Gen Z to Save the Day

October 18, 2021      Kevin Schulman, Founder, DonorVoice and DVCanvass

“There is a revolution under way . . . It is now spreading with amazing rapidity, and already our laws, institutions, and social structure are changing in consequence. Its ultimate creation could be a higher reason, a more human community, and a new and liberated individual. This is the revolution of the new generation.”

This was written 51 years ago by a Yale Law School professor, Charles Reich.  It’s an excerpt from a book called the “Greening of America” that went to No. 1 on the Times best-seller list.   He was in San Francisco during the Summer of Love in 67′ and decided this new, sixties generation had found the way to change the post-industrial world, “revolution by consciousness” as he described it.

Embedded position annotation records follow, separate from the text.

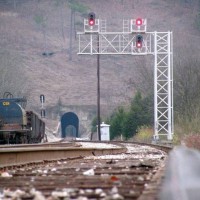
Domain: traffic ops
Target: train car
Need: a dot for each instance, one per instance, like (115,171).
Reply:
(18,126)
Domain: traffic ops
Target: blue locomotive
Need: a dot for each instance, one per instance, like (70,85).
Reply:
(17,125)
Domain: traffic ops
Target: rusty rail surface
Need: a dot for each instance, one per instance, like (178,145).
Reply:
(128,171)
(22,154)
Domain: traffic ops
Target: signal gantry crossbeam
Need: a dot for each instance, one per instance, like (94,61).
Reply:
(135,40)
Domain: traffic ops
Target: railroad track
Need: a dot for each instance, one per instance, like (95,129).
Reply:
(95,171)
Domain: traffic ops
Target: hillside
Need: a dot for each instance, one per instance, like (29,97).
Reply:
(29,28)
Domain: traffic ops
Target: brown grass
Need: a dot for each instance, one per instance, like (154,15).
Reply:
(192,140)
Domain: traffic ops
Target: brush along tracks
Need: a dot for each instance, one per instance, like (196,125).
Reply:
(95,171)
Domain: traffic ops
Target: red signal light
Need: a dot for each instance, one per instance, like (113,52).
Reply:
(139,40)
(91,19)
(91,22)
(138,22)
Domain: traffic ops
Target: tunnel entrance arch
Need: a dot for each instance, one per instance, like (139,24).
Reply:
(69,125)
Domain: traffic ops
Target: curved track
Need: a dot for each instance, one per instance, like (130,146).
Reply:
(88,171)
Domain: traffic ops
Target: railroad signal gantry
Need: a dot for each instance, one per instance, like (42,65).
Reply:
(135,40)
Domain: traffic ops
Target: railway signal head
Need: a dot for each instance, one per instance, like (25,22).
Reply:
(138,22)
(91,19)
(139,40)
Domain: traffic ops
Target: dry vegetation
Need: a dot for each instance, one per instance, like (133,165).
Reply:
(31,27)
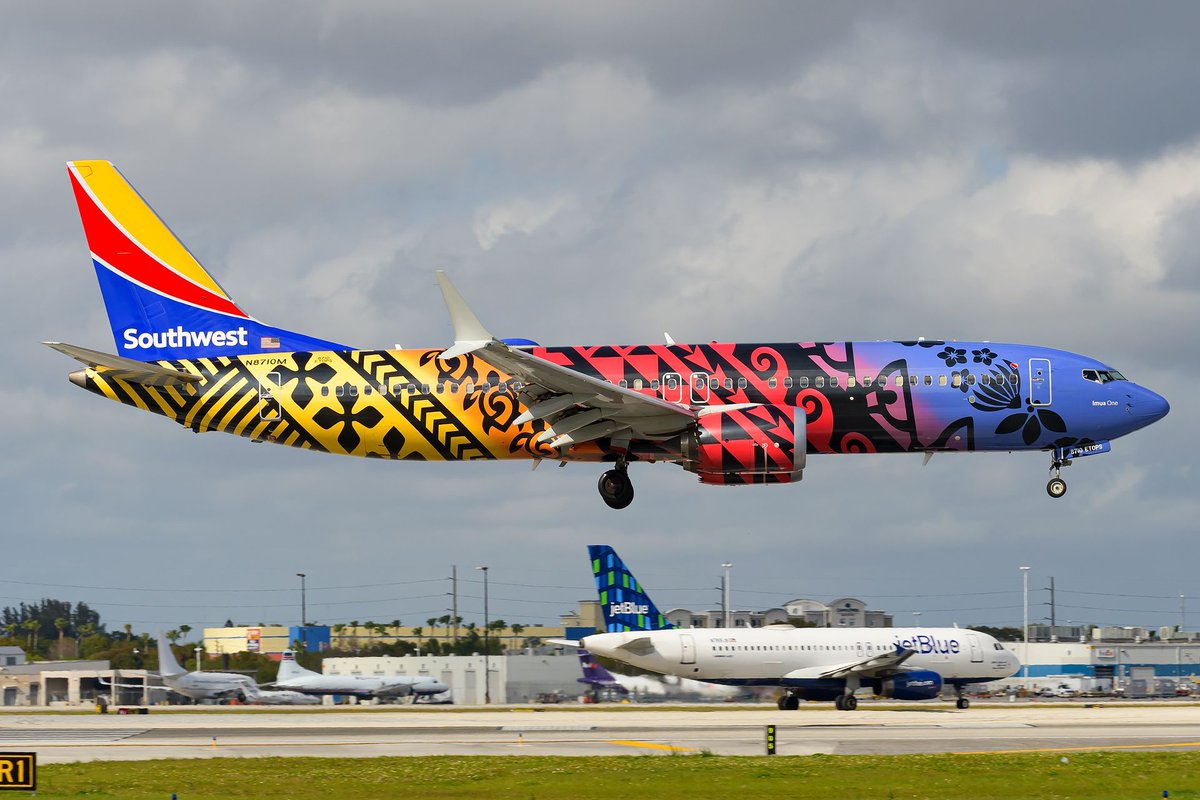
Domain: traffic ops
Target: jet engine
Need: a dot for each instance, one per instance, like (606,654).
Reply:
(917,685)
(763,444)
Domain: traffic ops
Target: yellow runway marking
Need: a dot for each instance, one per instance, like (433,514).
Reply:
(1067,749)
(651,745)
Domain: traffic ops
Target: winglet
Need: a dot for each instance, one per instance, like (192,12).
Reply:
(468,332)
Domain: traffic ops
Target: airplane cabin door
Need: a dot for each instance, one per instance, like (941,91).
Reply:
(976,650)
(269,397)
(687,649)
(1039,382)
(672,388)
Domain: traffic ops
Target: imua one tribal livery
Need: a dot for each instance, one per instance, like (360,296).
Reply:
(733,414)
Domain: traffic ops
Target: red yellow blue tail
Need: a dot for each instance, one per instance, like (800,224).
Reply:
(162,305)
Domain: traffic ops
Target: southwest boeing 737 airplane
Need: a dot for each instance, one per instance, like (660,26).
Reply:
(733,414)
(810,663)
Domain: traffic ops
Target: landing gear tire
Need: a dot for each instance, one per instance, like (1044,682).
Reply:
(616,488)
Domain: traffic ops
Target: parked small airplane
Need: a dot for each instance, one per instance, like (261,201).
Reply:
(215,685)
(600,681)
(732,414)
(295,678)
(810,663)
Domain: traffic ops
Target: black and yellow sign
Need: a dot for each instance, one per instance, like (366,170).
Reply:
(18,770)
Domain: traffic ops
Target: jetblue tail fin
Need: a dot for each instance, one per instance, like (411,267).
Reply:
(624,603)
(167,662)
(594,674)
(162,305)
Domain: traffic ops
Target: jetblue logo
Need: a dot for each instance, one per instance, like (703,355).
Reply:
(628,608)
(178,337)
(925,644)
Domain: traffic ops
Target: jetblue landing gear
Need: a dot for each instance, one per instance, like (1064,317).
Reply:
(616,488)
(1057,487)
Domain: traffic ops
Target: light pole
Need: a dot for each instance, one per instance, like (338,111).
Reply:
(725,596)
(304,614)
(1025,624)
(487,644)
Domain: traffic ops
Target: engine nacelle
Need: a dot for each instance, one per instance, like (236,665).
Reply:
(765,444)
(917,685)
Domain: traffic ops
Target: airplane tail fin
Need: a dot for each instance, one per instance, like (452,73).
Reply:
(167,662)
(162,305)
(624,603)
(289,668)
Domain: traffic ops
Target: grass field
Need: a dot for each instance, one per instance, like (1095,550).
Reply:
(1122,775)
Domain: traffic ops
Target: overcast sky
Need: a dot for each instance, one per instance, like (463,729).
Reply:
(601,173)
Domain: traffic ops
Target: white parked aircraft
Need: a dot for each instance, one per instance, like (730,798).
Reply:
(294,677)
(219,685)
(808,663)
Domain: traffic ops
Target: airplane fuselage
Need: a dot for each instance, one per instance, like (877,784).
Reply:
(785,656)
(851,397)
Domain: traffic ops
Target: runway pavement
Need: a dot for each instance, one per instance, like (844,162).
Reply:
(598,731)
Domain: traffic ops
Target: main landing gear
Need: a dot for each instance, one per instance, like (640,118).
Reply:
(1057,487)
(615,486)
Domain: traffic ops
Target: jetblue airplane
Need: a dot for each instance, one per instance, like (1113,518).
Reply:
(810,663)
(732,414)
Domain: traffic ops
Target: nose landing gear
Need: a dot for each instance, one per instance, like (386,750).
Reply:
(616,488)
(1057,487)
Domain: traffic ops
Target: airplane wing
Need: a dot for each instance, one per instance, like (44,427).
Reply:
(579,407)
(875,667)
(137,372)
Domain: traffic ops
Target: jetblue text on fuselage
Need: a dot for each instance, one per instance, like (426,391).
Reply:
(924,643)
(628,608)
(178,336)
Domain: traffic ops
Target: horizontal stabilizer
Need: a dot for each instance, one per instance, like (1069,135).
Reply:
(137,372)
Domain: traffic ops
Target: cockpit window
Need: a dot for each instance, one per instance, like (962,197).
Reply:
(1102,376)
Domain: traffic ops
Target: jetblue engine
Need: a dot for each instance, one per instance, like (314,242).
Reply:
(917,685)
(765,444)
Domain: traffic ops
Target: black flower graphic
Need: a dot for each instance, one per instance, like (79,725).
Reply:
(1031,421)
(952,355)
(984,356)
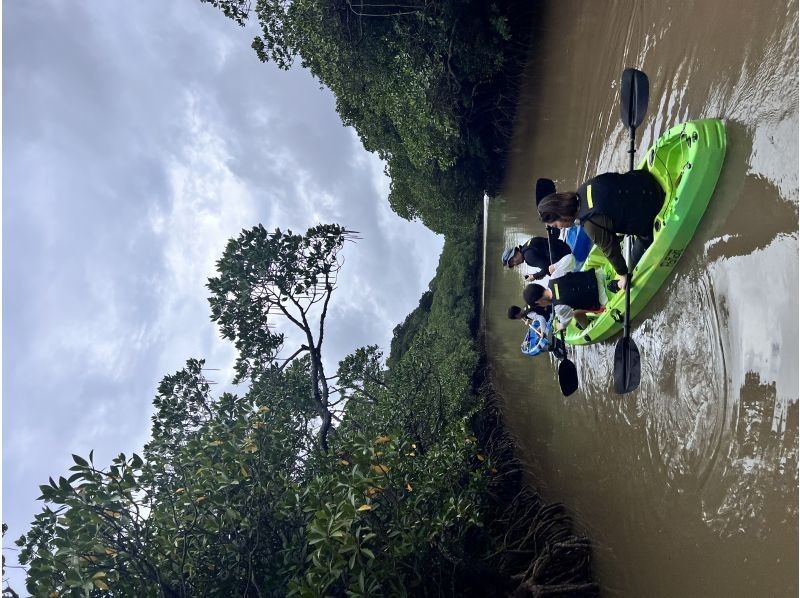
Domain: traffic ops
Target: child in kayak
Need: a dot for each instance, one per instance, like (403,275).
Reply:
(609,205)
(570,294)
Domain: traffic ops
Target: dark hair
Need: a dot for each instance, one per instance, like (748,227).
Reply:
(532,293)
(558,206)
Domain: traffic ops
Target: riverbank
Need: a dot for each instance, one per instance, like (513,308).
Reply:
(523,546)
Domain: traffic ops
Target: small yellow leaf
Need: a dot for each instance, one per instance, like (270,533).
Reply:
(373,490)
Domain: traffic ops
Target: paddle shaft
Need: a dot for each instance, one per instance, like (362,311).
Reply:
(626,332)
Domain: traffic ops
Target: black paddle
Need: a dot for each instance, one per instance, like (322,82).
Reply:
(567,372)
(634,96)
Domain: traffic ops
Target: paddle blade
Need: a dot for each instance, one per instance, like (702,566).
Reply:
(634,97)
(567,377)
(544,187)
(627,366)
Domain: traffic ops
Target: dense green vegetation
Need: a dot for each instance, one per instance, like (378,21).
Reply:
(428,85)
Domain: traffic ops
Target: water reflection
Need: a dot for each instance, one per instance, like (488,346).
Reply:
(688,486)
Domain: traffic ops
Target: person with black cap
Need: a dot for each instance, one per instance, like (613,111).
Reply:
(536,253)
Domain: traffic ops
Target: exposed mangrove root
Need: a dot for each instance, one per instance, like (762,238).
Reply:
(536,550)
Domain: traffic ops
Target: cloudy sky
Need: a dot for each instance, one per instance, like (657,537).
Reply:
(137,138)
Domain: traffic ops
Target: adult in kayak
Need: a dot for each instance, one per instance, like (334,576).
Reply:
(536,253)
(608,205)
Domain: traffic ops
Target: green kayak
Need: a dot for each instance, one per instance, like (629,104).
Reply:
(687,161)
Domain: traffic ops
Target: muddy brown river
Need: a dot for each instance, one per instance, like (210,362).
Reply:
(689,485)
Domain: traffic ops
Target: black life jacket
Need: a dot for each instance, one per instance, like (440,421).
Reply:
(631,200)
(537,254)
(578,290)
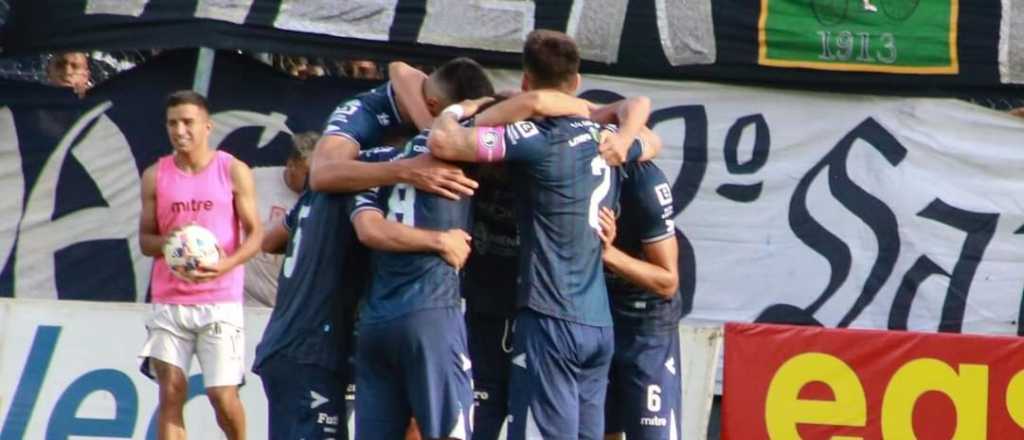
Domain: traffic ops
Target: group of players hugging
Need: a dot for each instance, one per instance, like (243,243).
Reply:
(512,265)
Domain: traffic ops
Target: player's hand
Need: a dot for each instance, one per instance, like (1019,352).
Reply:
(454,247)
(606,218)
(614,147)
(205,273)
(432,175)
(470,106)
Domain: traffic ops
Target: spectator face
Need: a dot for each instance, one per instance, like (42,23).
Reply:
(188,127)
(69,70)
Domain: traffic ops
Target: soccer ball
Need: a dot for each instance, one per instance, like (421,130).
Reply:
(192,247)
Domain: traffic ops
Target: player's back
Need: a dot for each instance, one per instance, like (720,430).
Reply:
(366,117)
(324,272)
(563,186)
(404,282)
(645,216)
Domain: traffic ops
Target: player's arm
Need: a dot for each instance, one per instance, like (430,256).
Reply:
(245,209)
(335,168)
(408,84)
(150,238)
(631,115)
(534,103)
(382,234)
(656,272)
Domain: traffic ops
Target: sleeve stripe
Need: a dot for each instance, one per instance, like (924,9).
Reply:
(345,135)
(660,237)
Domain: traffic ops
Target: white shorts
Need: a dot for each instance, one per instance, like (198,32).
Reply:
(213,332)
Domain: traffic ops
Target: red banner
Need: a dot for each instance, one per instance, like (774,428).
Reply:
(810,383)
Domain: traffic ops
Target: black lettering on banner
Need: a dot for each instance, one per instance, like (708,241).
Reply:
(867,208)
(979,227)
(762,144)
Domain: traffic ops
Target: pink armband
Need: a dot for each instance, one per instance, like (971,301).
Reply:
(489,143)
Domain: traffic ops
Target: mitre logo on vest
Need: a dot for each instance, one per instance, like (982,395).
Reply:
(193,206)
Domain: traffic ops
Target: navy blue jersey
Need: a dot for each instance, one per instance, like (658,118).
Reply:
(645,217)
(562,182)
(324,273)
(404,282)
(488,281)
(365,118)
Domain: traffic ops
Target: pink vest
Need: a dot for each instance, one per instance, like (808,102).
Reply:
(206,199)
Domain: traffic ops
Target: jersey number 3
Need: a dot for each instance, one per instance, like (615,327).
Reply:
(599,168)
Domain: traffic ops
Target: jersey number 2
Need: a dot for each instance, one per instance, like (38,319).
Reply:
(599,168)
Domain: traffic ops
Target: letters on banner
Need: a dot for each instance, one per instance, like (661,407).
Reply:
(798,382)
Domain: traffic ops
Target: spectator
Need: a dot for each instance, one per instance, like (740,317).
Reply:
(364,70)
(70,70)
(301,68)
(276,190)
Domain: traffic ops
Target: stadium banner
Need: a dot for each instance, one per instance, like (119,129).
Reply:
(700,364)
(798,382)
(1012,43)
(70,369)
(663,39)
(887,36)
(684,28)
(837,210)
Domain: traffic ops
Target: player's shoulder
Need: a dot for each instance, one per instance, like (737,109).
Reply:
(380,154)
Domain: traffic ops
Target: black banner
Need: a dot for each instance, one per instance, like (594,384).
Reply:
(666,39)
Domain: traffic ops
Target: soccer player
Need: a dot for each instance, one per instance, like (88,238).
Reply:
(489,277)
(563,339)
(642,274)
(197,312)
(412,356)
(360,122)
(303,355)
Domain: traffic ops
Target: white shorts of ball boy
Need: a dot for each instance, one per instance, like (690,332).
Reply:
(212,332)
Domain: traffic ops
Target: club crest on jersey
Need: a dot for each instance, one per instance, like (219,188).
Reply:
(522,130)
(489,139)
(664,193)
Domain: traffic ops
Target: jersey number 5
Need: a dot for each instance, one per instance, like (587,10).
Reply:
(293,253)
(599,168)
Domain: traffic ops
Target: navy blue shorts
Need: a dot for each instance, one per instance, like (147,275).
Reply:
(559,377)
(491,351)
(644,387)
(304,401)
(416,365)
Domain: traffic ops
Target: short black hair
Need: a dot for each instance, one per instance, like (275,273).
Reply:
(463,79)
(182,97)
(551,57)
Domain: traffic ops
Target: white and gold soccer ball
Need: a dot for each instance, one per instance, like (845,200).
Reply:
(192,247)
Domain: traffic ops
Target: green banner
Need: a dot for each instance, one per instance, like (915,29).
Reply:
(889,36)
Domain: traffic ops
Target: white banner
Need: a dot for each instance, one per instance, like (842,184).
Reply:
(842,210)
(69,369)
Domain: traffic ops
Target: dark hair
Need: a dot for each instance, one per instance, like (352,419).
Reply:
(182,97)
(463,79)
(551,57)
(302,145)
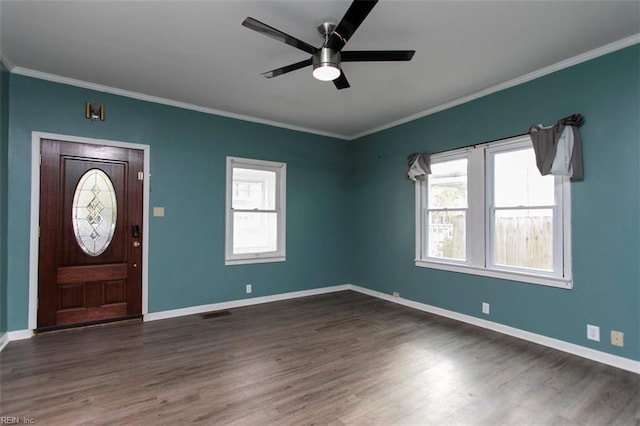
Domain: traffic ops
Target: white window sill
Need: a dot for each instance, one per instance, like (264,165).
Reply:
(505,275)
(247,261)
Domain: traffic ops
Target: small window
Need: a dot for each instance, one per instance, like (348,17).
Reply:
(255,228)
(486,210)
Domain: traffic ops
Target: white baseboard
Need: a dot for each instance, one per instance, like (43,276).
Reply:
(242,302)
(584,352)
(4,341)
(581,351)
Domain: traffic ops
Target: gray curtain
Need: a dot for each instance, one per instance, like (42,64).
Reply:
(558,148)
(418,166)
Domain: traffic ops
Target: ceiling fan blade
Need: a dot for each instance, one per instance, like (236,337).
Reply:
(350,22)
(288,68)
(265,29)
(376,55)
(341,82)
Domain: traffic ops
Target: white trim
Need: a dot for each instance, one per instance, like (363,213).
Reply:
(164,101)
(480,186)
(154,316)
(35,212)
(567,63)
(583,57)
(4,341)
(9,65)
(495,273)
(584,352)
(280,208)
(19,335)
(581,351)
(255,260)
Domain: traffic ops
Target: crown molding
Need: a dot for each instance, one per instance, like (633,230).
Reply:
(156,99)
(592,54)
(7,63)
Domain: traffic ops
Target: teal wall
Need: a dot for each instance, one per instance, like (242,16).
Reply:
(350,210)
(4,152)
(606,205)
(188,150)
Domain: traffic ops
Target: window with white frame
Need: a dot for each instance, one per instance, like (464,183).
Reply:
(255,212)
(486,210)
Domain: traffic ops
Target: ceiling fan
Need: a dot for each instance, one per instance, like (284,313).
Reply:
(326,59)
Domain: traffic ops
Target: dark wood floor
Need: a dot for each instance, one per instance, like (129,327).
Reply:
(341,358)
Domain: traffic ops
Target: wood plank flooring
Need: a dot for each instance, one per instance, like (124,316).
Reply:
(341,358)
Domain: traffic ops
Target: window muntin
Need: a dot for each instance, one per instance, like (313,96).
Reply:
(446,210)
(94,212)
(255,211)
(521,211)
(504,187)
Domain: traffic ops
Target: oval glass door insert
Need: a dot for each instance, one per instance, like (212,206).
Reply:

Contrast Reich’s view of this generation with, shall we say, a more robust sample.  In a 69′ Gallup poll 88% said they hadn’t smoked weed and 75% said the US should not withdraw from Vietnam.  Most people in the 60’s weren’t even especially liberal.  Among recent college grads 53% preferred Richard Nixon or George Wallace.

Extrapolation based on a polluted, small, biased sample with sweeping generalizations tied to birthdate simply doesn’t hold up for a decade of people.

That doesn’t bode well for the en vogue generational marketing that groups people based on even wider age bands.  Enter Gen Z.   These are the Gen Xer’s kids.  Mine I guess.  They were born in the mid to late 90s through the early 2010’s.  I suppose the generational marketing consultant’s full employment act is people continuing to be born.

And as proof that academics aren’t immune to snake oil peddling, enter ” Gen Z, Explained“, a book coming out later this year – can’t wait – and written by four academics; a historian, a linguist, a sociologist and an anthropologist.  If that isn’t a ready made intro to a “walk into a bar joke” I don’t know what is.

Their sample is college kids from elite universities.  What could possibly go wrong?  But they didn’t leave sampling bias to chance, they doubled down on relying on “narratives” from hour-long interviews and a few focus groups.  They did include two broader sample surveys though whenever  a discrepancy appears  they awkwardly default to discounting the surveys.

Their view of Gen Z?  Glowing.  They are “self-identified and self reliant but markedly not self-centered, egotistical or selfish.”   They go on, “they have come up with new ways of working (collaborative), new forms of identity (fluid and intersectional), new concepts of community (diverse, inclusive and non-hierarchical).”

And here are the lessons they apparently have to teach us, “be real, know who you are, be responsible for your own well-being, support your friends, make the world kinder, live by your values”.

Does anyone read that and think, “Wow, that’s a super unique perspective on life”?

A 2019 survey had the other faux generations assign the top five characteristics to Gen-Z.  The older people’s top 5 were “tech-savvy”, “materialistic”, “selfish”, “lazy” and “arrogant”.  Ouch.  The same survey asked Gen-Z to describe itself.  They chose the same top 5.

Asking people what they think of themselves and then repeating their answers is not sociology or science.  Taking those answers that have been heavily filtered through personal biases and writing a book with the bold declaration that you’ve cracked the code on millions of people sharing a wide-ranging birth date is beyond hubris.

Generational marketing is lazy, weak-minded and wildly inaccurate stereotyping.  The differences between any two “generations” are dwarfed by the differences within a given generation.    Your fundraising will suffer no more or less if you choose astrology as your source for donor understanding.

Genetics (e.g. Personality, Identity), environment and context all matter to what makes us different and similar.  If you start with age as your arbiter for insight you lose all that rich, validated nuance.

Kevin

P.S. This post was inspired and directly sourced from an article in the New Yorker if you’re interested.  The meek borrow, genius steal.

 

 

 

 

One response to “Gen Z to Save the Day”

  1. Bob Hartsook says:

    Kevin, Thanks for highlighting the incredible incompetent reports, studies, research that suffers from “…ask a person a question and report their answer.” No context, no filter, no bias realization. Now before I read any study, I look at who composed the study, most of it is garbage.

    I recall several years ago, AFP (not today’s AFP) reported as a study that fundraisers face an ethical issue in their organization every week. I don’t know whether that is even remotely true or not. But the source was a website request to respond to the Question, Do you face ethical issues? At the end of one month, they collected the responses. It was reported by the AFP Ethics committee as a legitimate study. Again, I not singling any one out, but the quality even from academic sources is frequently questionable.